Another thorn in the side of more established politicians is the comedian Beppe Grillo's "Movimento 5 Stelle" (5 Star Movement), which could garner as much as 20 percent of the vote in an spring election. Rudolf Lill, an expert on Italy and historian in Cologne, told DW that Grillo was "anti political" but added that if he does do well in the elections, he could make life difficult for the government.
'The detonator that could blow the eurozone'
Now more than ever, Italian society is in crisis. According to recent figures from ISTAT, the Italian national research center, almost three in 10 Italians are at risk of falling below the poverty line, while almost half of all Italian families survive on less than 2,000 euros per household per month. The situation has greatly worsened in the last two years.
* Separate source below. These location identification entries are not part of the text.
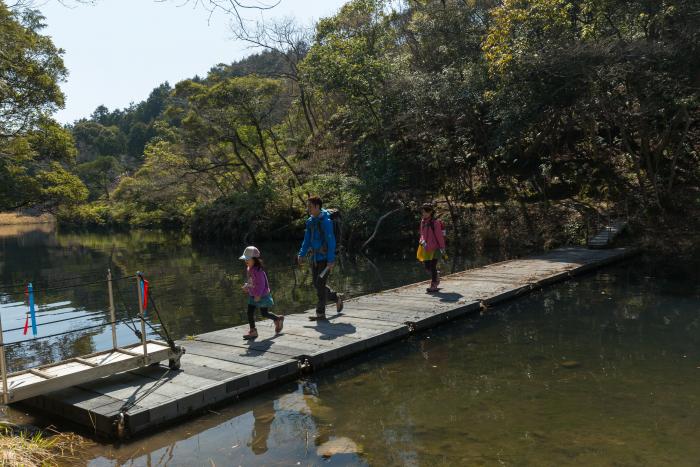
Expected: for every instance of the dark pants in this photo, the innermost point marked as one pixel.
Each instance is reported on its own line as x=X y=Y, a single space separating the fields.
x=431 y=267
x=263 y=311
x=323 y=292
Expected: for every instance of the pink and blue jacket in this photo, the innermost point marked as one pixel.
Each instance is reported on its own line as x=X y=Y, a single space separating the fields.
x=431 y=234
x=258 y=286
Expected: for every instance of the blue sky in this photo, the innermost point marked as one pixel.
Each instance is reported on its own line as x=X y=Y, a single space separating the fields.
x=117 y=51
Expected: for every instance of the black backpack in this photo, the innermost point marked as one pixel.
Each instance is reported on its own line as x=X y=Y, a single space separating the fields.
x=337 y=221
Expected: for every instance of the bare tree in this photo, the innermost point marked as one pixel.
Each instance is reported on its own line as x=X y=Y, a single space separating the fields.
x=289 y=40
x=229 y=7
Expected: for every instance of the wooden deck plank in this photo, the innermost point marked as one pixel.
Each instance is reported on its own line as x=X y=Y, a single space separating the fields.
x=220 y=365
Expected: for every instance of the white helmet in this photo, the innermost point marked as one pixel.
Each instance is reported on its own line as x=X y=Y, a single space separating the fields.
x=250 y=252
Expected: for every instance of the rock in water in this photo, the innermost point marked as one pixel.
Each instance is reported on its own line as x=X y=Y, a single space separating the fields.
x=570 y=364
x=337 y=446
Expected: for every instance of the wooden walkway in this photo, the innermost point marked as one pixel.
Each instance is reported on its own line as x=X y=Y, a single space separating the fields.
x=220 y=365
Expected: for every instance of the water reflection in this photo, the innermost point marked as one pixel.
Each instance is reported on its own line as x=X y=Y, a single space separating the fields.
x=197 y=288
x=598 y=371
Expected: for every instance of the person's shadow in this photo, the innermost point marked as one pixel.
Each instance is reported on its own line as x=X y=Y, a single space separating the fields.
x=264 y=415
x=447 y=296
x=330 y=330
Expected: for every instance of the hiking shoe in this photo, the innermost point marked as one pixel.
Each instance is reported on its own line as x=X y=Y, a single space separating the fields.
x=279 y=323
x=339 y=304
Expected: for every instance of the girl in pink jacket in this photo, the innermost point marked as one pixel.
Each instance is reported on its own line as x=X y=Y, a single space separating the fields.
x=432 y=238
x=258 y=289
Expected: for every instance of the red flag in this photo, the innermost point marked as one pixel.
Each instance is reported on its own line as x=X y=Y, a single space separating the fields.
x=145 y=295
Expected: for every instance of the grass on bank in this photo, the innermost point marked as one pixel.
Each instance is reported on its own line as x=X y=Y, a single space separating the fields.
x=20 y=448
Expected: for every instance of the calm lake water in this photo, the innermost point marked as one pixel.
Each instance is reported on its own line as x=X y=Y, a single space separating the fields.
x=600 y=370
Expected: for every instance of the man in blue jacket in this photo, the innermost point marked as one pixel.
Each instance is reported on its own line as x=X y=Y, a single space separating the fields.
x=319 y=244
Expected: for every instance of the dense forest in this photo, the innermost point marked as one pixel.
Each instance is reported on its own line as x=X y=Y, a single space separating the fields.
x=525 y=121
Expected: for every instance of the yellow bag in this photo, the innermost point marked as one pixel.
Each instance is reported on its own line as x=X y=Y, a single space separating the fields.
x=420 y=253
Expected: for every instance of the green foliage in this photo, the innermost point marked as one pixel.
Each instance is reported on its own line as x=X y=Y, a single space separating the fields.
x=489 y=103
x=34 y=149
x=257 y=213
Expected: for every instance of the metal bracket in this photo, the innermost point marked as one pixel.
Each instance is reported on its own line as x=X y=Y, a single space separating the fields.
x=305 y=365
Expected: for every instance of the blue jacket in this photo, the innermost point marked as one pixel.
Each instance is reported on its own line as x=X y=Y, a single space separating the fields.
x=319 y=238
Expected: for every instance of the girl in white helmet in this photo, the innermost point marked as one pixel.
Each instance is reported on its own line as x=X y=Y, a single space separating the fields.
x=258 y=290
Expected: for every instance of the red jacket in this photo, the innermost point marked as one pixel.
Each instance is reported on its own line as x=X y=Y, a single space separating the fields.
x=432 y=234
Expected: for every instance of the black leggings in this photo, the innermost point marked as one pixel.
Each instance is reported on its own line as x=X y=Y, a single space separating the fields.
x=263 y=311
x=431 y=267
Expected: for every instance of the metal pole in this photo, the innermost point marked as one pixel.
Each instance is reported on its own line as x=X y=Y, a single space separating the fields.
x=112 y=313
x=3 y=368
x=143 y=320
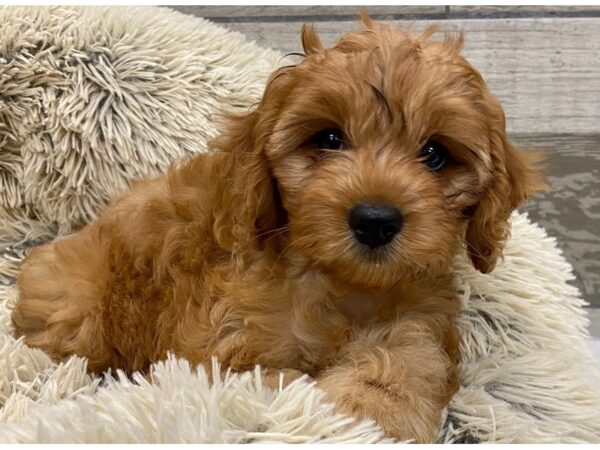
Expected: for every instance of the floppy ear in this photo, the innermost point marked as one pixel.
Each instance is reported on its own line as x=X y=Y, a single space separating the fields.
x=515 y=175
x=250 y=204
x=311 y=42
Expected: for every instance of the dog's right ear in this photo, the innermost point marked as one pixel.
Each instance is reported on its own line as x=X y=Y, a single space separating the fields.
x=250 y=206
x=311 y=42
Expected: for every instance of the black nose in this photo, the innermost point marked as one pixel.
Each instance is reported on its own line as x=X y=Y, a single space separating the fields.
x=375 y=225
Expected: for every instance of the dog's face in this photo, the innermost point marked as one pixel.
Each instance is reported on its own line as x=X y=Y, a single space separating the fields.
x=388 y=153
Monti himself told La Repubblica newspaper that he was "very concerned" about Italy's future, and in an interview last Saturday with the same newspaper warned that Italy should "avoid becoming the detonator that could blow up the eurozone."
As if to acknowledge the importance and precariousness of Italy's situation at the moment, Bloomberg reported that Monti would hold talks with Angela Merkel later on Monday. The German government's press spokesperson told a press conference Monday morning that Merkel had always "worked well with Mr. Monti and found his work very satisfying."
Monti has been seen by Europe as a pair of safe hands, and he was someone who enjoyed the trust and support of both Merkel and Barroso. Although the German government spokesperson said that Merkel would not comment on his resignation or any potential future leaders of Italy, it is clear that they will be watching closely.
Streiter, the spokesperson, confirmed that it was "likely that Merkel and Monti would meet on the borders of their working lunch [in Oslo]," under the title "Europe's future" and that that topic would be carefully discussed by both of them. The pair, along with other European leaders, are in Oslo for the Nobel Peace Prize ceremony.
Fiddling while Rome burns?
But what's good for Europe is not necessarily what is liked in Italy. Monti's harsh austerity has alienated him from many Italians and politicians, and all contenders to his throne will be carefully considering how far they can push voters when trying to win their support for an upcoming election.
Stefano Ceccanti, a PD senator and constitutionalist, told the Italian daily "Corriere della Sera" (Evening Post) that for the PD to ally with Monti could be beneficial. If Monti were leading the center with the PD, "Bersani could become prime minister, and Monti would take the presidency." Ex-PD leader Walter Veltroni also thinks that making a grand alliance between the PD and Monti in the center would be attractive to Europe.
But in the end, it is up to the Italian people to decide.
Walston cautioned, however, that even if Berlusconi doesn't win, "he does have enough appeal and resources to make the life of whoever wins the elections very difficult, and he will try to drive wedges through whatever centrist-centre-left coalition Bersani is able to come up with," as he did under Monti's tenure.
Both market insiders and people will be watching closely to see who is making the most convincing moves over the next few months to keep those markets stable.